Imagine if we removed a few chairs and a few framed pictures and artwork and put up a large whiteboard? Imagine if action officers and executives came to meetings having read background materials ahead of time and spent the time brainstorming on the whiteboards and have a more engaged discussion of open issues.
A technique that is gaining momentum in education is the flipped classroom, where students review lectures via videos at home at their own time/pace and spend time in class working on problems. This allows teachers to identify areas where students are struggling, answer questions, discuss key themes to reinforce the reading and videos. Can we apply this model to executive meetings and major program reviews? If everyone read the read-aheads prior to the meeting they can focus only on the open issues.

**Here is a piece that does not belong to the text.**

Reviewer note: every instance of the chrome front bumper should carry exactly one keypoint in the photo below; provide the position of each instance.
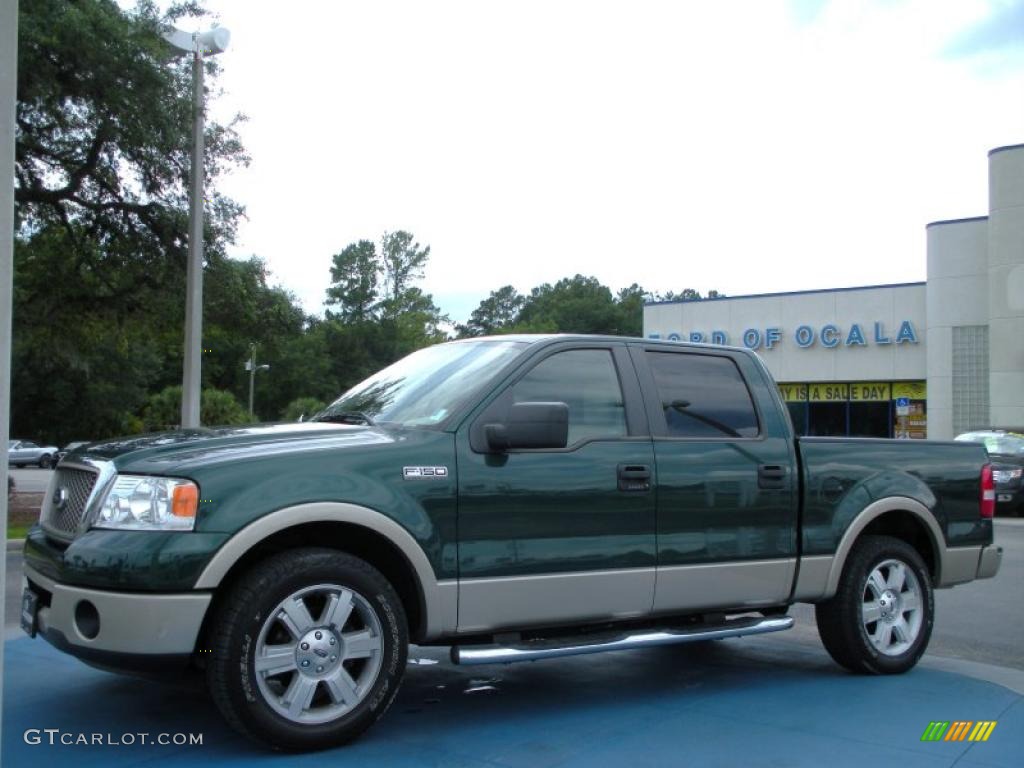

Jeff Bezos famously banned Power Point presentations at Amazon and instead has attendees spend up to 30 minutes to read a polished six page memo on the topic at hand. As many across DoD are VERY, VERY bad at Power Point, we need a new model. The current approach is to flood our Power Point slides so they can “stand on their own” when emailed around to attendees as read-aheads or after the meeting. The same slides are then used to facilitate discussion with presenters talking to the bullets. Some good leaders will move the discussion along, but many have been trapped in a rehearsed script.
So for the big decision meetings, most of the folks at the table are very familiar with the subject and just need the boss to take a position one way or the other. At these meetings, whiteboards don’t add much value.
Other key meetings focus on key issues/initiatives, process improvement, or various working group discussions. These meetings would benefit tremendously from whiteboards. Capture the issues, ideas, and process steps. Maybe apply some strategies from the Innovation Toolkit to divergent thinking, then converge on a set of solutions.
Ultimately, we need more innovators across the Pentagon with large whiteboards, boxes full of Expo markers, and piles of Post-It notes actively tacking DoD’s toughest challenges.
Disclaimer: The opinions expressed here are those of the authors only and do not represent the positions of the MITRE Corporation or its sponsors.